Australian and European scientists have developed a “virtual Earth” to simulate global extinctions that will take place Climate changeduring this century.
The results indicate that 10 percent of all plant and animal species will be lost by 2050. The figure will rise to 27 percent by the end of this century..
Scientists blamed “resource over-exploitation, land-use change, over-harvesting, pollution, climate change and biological invasions,” according to the British Daily Mail.
The study was led by European Commission scientist Giovanni Strona and Professor Corey Bradshaw of Flinders University, Australia.
The researchers said thatPlanet Earth already entered into an event mass extinction Sixth, driven by human activity and climate change..
According to the International Union for Conservation of Nature’s Red List, there are more than 42,100 species threatened with extinction..
Bradshaw said: “Children born today could witness the virtual disappearance of thousands of plant and animal species by the time they reach the age of 70, from tiny orchids and the smallest insects to iconic animals like The elephants And thekoalas“.

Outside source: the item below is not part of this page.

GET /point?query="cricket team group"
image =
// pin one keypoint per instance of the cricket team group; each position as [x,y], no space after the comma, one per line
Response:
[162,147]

and using “supercomputerScientists have created a world with more than 15,000 “food webs” to predict the fate of interconnected organisms. They said that the tool “can map extinctions everywhere on Earth,” noting that it “predicts a bleak future for global diversity, which confirms beyond measure.” There is no doubt that the world is in the throes of the sixth mass extinction..
They indicated that previous methods for evaluating trajectories extinction over the next century was “flawed” because it “didn’t include common extinctions.”.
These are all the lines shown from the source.